A matemática e a equidade de gênero (parte 2)

Intelligent group of young school children all raising their hands in the air to answer a question posed by the female teacher, view from behind.jpeg

Na parte 1 deste post, destacamos o impacto dos estereótipos de gênero para o desempenho das meninas na Matemática. Neste texto, vamos nos debruçar sobre uma ideia estereotipada muito comum sobre a própria Matemática, que se entrelaça com os estereótipos de gênero e impacta ainda mais a representação feminina nessa disciplina. Vamos partir de uma pesquisa muito interessante, conduzida em 2015 por Sarah-Jane Leslie, da Universidade de Princeton, e por outros pesquisadores (Leslie et al, 2015). Eles questionaram 1820 professores e estudantes de pós-graduação de trinta disciplinas diferentes para avaliar quais fatores mais impactam a representação feminina e obtiveram dados bastante consistentes para sustentar a seguinte hipótese: as mulheres são sub-representadas em áreas cujos profissionais acreditam que o talento bruto e inato é o principal requisito para o sucesso, porque as mulheres são estereotipadas como não possuindo tal talento.    

Esses pesquisadores testaram essa hipótese e mais outras três hipóteses concorrentes, a saber:  

- quanto maior a exigência de determinada disciplina quanto à disponibilidade ou capacidade para trabalhar longas horas, menor a representação feminina;   

- quanto maior a seletividade de uma determinada disciplina (exigência acadêmica), menor a representação feminina;   

- quanto mais uma disciplina prioriza o pensamento abstrato e sistematizado em vez da empatia (vista como capacidade de perceber pensamentos e sentimentos das outras pessoas de forma perspicaz), menor a representação feminina.                  

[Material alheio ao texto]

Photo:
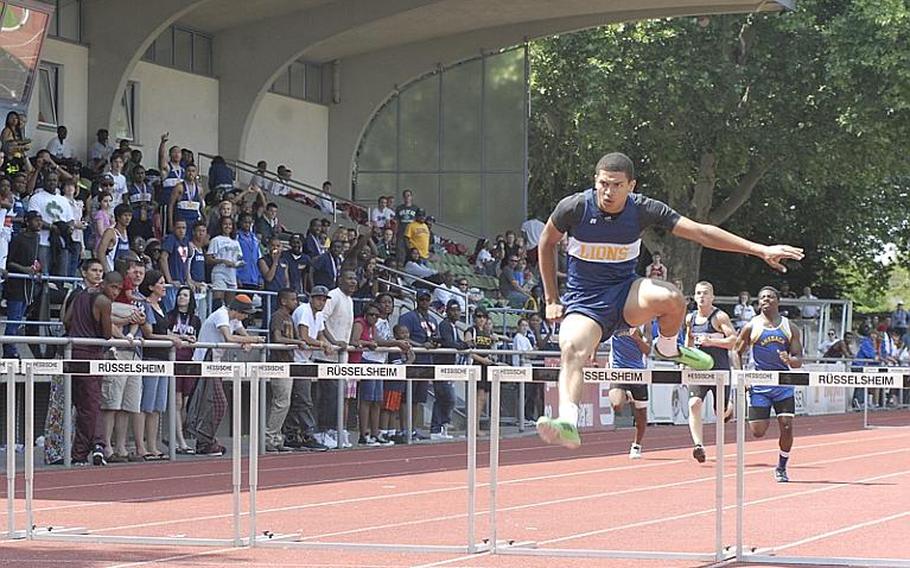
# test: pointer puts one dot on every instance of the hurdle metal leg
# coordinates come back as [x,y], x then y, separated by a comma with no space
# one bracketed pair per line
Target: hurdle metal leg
[720,402]
[740,464]
[11,452]
[68,412]
[494,456]
[254,451]
[235,452]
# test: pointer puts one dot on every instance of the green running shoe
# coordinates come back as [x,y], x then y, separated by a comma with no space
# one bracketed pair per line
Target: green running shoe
[690,357]
[558,431]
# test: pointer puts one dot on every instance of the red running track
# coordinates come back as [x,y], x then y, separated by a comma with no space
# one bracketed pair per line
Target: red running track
[850,496]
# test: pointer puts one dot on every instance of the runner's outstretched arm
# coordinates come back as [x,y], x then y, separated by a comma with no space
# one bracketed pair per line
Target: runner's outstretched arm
[716,238]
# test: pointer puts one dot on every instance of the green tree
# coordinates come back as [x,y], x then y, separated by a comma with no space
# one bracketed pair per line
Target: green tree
[784,128]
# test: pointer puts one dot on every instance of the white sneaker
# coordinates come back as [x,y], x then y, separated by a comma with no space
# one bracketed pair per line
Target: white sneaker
[327,440]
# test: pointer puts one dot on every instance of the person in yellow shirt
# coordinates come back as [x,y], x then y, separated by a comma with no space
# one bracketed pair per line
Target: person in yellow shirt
[418,234]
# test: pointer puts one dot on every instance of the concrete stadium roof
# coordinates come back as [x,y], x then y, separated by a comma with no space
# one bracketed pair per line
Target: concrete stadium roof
[399,22]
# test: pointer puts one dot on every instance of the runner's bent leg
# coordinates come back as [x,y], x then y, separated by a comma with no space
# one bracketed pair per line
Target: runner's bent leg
[579,337]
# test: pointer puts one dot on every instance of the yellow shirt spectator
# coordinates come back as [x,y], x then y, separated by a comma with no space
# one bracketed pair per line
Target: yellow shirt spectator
[418,236]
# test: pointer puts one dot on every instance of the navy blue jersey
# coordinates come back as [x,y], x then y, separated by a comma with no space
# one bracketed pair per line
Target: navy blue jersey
[603,249]
[767,345]
[705,329]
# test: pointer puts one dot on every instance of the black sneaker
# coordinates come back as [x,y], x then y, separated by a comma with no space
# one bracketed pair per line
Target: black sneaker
[310,444]
[98,456]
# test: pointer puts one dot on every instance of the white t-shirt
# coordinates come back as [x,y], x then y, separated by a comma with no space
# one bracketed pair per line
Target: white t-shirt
[211,333]
[314,323]
[52,208]
[381,217]
[520,343]
[119,188]
[383,332]
[532,228]
[225,248]
[339,317]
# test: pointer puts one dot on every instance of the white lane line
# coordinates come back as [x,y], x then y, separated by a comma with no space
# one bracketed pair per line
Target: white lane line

Nenhum dos fatores presentes nas hipóteses concorrentes mostrou correlação significativa com a quantidade de mulheres nos cursos de pós-graduação nas disciplinas pesquisadas. Já a crença na necessidade de talento inato permitiu prever adequadamente a representação feminina.E onde a Matemática entra nisso? Sem muita surpresa, depois da Filosofia, a Matemática figura nessa pesquisa como sendo a disciplina em que mais predomina a crença na necessidade do talento inato. Dizemos que é “sem muita surpresa”, pois a crença de que se é ou não se é naturalmente dotado para a Matemática parece ser universal: está disseminada não apenas nas universidades, mas também na educação básica, em diversos países, inclusive no Brasil. É a crença no “dom para a Matemática”.                  

Jo Boaler, pesquisadora em Educação Matemática na Universidade de Stanford, salienta que essa é uma crença tão difundida quanto devastadora para a aprendizagem em Matemática. Ela usa duas expressões para denotar duas crenças distintas e opostas acerca da aprendizagem: mentalidade fixa e mentalidade de crescimento. Mentalidade fixa é aquela que reflete a crença na dotação inata, enquanto mentalidade de crescimento reflete a crença de que todos podem se desenvolver e aprender, a despeito das diferenças individuais de aptidão inata. Boaler ressalta que
as mentalidades têm importância crítica porque pesquisas demonstram que elas levam a comportamentos de aprendizagem diferentes, os quais, por sua vez, criam diferentes resultados de aprendizagem para os alunos. Quando as pessoas mudam suas mentalidades e começam a acreditar que podem aprender em níveis mais altos, elas alteram suas rotas de aprendizagem (Blackwell; Trzesniewski; Dweck, 2007) e aumentam o nível de suas realizações.” (2018, p. xii; grifo nosso)                

Um aspecto interessante da abordagem das pesquisas mais recentes é que não se trata de negar diferenças de aptidões inatas, mas de deslocar o foco para a maleabilidade dessas aptidões, ou seja, para a aprendizagem. E, obviamente, para engajar-se no aprendizado, é necessário confiar que ele pode dar resultados. Assim, ainda segundo Boaler, é essencial que professores de Matemática revejam suas crenças e colaborem para promover entre os alunos uma mentalidade de crescimento acerca do aprendizado da Matemática.                 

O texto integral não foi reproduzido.